Z jednej strony - paniki siać nie należy. Z drugiej - lekceważenie niebezpieczeństwa jest trochę nie na miejscu. Bo nawet jeżeli ma to być akcja pokazowa, która ma na celu postraszenie kilkoma przykładami całej rzeszy grających, to nikt nie może być do końca pewien, czy nie będzie "świecił przykładem".

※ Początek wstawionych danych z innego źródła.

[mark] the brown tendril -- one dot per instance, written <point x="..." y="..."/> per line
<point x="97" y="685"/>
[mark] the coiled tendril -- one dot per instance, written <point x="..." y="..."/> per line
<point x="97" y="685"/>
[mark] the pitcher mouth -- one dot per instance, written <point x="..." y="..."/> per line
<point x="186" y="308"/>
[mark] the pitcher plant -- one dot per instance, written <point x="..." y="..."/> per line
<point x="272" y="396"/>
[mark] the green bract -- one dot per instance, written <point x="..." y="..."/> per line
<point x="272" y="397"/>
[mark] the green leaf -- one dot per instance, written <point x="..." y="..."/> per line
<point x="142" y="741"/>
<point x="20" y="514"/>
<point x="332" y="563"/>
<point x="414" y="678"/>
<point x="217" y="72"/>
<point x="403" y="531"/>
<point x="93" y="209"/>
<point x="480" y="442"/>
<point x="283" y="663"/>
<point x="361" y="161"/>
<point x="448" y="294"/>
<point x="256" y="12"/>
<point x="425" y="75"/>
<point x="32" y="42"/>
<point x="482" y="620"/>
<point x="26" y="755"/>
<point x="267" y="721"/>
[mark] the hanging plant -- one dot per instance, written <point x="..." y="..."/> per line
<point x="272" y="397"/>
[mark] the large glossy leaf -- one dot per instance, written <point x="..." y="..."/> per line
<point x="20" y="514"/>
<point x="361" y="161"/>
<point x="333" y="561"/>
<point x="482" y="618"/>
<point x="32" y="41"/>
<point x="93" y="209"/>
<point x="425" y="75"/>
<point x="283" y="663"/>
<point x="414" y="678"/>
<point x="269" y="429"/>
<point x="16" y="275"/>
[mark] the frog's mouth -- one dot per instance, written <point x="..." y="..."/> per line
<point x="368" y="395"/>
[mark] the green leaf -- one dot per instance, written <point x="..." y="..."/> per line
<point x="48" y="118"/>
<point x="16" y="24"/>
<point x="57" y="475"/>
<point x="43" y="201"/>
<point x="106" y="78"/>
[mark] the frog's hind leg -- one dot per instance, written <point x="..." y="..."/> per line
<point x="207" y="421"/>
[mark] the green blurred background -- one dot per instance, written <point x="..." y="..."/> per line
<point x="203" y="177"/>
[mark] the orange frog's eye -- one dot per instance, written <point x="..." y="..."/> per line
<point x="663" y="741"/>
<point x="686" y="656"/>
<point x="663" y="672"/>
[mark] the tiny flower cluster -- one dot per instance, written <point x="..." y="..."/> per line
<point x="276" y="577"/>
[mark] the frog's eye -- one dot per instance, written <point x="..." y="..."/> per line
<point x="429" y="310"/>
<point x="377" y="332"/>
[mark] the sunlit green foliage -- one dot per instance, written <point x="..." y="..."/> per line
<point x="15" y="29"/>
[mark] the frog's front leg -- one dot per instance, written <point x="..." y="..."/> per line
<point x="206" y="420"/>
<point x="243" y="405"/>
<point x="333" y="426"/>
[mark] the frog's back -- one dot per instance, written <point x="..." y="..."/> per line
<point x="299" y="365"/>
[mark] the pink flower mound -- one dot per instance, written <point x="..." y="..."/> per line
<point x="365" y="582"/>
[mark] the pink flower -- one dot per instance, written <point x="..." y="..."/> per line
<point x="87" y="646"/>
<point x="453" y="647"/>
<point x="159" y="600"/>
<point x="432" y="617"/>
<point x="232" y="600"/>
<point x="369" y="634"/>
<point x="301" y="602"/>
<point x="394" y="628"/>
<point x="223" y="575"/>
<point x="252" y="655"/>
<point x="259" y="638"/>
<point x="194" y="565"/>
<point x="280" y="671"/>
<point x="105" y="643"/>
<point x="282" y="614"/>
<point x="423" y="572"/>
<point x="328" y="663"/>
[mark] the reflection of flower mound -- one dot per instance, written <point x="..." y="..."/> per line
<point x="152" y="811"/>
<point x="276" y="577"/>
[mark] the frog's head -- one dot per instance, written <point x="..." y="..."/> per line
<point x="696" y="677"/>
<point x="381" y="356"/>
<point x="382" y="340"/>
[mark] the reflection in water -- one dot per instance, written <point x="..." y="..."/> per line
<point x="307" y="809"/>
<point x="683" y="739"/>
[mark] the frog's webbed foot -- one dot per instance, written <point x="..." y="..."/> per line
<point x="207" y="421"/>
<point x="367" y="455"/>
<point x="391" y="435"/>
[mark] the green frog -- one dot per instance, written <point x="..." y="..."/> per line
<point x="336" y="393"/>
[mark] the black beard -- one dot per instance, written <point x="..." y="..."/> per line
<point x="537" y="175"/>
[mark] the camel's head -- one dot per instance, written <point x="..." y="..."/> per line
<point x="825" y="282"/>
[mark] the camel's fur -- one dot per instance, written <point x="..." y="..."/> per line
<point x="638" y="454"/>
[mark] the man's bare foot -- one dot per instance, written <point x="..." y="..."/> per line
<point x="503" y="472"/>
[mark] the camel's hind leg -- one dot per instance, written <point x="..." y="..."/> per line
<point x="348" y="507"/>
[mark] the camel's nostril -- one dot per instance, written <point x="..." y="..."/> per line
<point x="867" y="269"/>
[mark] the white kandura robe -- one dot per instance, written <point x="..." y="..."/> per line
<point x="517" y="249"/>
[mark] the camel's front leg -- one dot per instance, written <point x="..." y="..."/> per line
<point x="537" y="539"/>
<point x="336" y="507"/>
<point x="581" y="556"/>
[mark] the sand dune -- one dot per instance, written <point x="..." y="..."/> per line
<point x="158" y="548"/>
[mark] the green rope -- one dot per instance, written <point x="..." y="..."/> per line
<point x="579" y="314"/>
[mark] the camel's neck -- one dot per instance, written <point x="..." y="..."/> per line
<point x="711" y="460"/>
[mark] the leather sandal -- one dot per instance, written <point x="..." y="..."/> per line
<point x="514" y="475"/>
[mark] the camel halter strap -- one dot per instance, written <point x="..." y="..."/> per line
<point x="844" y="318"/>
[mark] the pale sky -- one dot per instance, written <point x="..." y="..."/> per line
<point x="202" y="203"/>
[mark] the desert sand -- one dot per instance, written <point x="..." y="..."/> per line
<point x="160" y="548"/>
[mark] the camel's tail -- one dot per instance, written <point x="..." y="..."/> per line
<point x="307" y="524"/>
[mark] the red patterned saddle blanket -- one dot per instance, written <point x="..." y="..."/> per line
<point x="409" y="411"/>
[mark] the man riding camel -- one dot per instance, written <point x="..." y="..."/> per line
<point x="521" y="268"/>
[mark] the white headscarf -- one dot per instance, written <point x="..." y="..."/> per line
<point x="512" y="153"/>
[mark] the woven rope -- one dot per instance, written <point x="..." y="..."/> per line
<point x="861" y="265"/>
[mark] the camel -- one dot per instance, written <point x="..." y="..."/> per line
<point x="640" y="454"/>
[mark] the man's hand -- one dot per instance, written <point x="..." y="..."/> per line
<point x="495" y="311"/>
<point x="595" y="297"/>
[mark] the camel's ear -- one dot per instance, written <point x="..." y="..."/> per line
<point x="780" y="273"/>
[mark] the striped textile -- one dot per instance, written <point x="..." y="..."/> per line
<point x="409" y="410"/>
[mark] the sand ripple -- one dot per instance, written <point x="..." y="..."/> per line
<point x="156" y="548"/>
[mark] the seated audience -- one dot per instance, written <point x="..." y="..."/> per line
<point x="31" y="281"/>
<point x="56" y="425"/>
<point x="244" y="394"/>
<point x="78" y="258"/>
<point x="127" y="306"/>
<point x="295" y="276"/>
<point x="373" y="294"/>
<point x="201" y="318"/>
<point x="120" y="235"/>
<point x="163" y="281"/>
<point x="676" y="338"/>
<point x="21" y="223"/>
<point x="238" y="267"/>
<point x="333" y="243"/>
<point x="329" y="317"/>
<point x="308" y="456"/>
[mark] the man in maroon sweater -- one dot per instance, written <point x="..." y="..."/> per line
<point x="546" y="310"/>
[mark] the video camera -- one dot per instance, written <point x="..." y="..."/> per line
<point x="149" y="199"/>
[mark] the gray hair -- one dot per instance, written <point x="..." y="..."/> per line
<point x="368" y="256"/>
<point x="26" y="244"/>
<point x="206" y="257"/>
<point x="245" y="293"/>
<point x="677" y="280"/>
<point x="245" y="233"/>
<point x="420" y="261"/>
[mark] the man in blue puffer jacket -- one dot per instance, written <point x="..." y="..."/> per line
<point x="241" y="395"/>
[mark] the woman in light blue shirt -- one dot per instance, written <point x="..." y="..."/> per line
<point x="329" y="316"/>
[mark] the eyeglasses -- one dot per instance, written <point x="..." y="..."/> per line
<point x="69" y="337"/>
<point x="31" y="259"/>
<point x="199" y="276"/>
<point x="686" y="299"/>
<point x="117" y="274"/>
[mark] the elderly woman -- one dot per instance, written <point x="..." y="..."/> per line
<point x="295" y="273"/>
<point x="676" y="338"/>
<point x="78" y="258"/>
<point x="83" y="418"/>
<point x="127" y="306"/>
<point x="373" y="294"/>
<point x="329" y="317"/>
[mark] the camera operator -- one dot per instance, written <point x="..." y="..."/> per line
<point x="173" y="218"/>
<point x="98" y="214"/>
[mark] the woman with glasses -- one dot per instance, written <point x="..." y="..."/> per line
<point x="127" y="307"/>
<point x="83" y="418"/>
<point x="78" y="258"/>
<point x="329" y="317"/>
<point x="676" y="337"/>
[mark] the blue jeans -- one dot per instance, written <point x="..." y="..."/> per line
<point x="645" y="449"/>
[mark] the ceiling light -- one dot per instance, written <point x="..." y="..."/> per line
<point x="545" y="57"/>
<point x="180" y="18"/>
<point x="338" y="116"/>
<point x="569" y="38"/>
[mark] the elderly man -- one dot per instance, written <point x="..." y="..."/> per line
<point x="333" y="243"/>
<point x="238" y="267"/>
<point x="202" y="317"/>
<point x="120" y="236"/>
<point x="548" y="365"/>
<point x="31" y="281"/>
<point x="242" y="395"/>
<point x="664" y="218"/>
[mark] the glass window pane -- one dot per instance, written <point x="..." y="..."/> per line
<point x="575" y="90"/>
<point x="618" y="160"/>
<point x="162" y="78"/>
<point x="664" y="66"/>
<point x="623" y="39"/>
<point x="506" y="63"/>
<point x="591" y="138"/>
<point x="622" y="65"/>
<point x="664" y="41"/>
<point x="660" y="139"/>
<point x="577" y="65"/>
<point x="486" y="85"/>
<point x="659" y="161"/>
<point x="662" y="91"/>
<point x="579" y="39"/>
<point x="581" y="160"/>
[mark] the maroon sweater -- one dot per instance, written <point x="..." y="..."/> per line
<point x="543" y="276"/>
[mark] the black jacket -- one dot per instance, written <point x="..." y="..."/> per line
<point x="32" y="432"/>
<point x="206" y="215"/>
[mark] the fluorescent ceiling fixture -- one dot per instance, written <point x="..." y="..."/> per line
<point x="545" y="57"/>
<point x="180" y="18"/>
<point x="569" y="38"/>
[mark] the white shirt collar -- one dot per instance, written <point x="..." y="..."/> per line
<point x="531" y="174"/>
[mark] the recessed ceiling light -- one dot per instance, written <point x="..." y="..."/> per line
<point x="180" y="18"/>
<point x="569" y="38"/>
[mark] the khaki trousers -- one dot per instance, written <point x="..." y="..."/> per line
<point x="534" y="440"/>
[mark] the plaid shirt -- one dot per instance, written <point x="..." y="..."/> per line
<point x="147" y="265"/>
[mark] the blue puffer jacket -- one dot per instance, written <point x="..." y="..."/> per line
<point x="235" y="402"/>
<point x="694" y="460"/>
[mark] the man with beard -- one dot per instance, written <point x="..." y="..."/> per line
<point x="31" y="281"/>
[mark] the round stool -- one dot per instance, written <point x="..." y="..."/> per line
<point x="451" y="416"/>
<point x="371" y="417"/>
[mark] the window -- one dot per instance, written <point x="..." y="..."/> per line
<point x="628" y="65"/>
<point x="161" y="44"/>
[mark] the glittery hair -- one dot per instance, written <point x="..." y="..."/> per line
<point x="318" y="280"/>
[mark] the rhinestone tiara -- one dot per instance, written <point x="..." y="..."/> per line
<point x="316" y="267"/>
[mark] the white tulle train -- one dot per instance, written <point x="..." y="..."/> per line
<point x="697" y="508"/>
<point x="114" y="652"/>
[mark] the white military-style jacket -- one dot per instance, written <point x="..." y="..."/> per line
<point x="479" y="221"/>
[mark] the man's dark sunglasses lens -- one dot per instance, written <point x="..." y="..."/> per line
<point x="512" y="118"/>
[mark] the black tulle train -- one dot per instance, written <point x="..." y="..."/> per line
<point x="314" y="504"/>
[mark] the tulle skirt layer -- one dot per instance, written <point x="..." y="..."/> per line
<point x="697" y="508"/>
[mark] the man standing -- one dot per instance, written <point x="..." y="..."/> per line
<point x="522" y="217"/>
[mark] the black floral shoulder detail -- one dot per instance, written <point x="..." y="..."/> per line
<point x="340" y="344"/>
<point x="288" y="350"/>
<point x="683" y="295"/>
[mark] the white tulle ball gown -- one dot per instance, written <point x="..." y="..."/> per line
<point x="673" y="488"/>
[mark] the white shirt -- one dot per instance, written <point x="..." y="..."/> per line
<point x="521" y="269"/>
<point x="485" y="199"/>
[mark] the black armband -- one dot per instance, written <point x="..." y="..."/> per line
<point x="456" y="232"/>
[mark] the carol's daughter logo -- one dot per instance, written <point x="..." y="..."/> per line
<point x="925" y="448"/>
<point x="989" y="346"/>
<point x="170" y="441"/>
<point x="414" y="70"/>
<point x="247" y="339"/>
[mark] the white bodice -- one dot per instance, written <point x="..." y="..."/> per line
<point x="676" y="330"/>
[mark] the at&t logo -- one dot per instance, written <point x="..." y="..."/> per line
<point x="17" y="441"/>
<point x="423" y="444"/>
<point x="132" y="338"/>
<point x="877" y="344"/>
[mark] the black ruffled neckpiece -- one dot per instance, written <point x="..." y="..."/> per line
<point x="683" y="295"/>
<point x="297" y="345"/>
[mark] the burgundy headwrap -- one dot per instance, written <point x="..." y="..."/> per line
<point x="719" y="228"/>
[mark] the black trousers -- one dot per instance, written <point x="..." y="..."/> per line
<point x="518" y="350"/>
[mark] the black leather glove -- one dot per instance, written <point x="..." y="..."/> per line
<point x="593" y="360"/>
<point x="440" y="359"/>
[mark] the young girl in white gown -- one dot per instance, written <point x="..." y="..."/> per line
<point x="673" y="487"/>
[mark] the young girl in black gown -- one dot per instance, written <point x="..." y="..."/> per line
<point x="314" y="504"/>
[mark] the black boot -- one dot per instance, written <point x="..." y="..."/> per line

Oczywiście że nie należy lekceważyć, bo każdy kto czyni źle, to o tym wie. Niemniej zawsze chodzi w bardzo dużym procencie o trafienie do takiej grupy, która zacznie panikę albo sama się nawinie. Handlarze największymi prochami nie są łapani na świecie i w pl, a małych z krzaczkami wyłapią. Wielkie grupy za rabunki i pobicia często też są nieuchwytne, a jakas przepychanka albo kradzież pół litra wódki z monopolowego przez żula jest priorytetem dla policji i czołówką lokalnej gazety : )
To samo tutaj, kto nagania miliony czy setki tysięcy złotych pewnie dobrze wie jak wpłacać i gdzie wypłacać, może i nawet robi to na jakichś zagranicznych znajomościach, a liczą bardzo mocno na wszelkie czynne żale i tym podobne. To że innych także mają namierzonych to pewnie fakt bezsprzeczny i nie można żadnego kozaka tu zgrywać i mówić, że to ściemy, bo to nierozsądne.
Ktoś pisał o napisaniu pytania na twitterze do pana K. - byście się zdziwili ile osób by to zrobiło.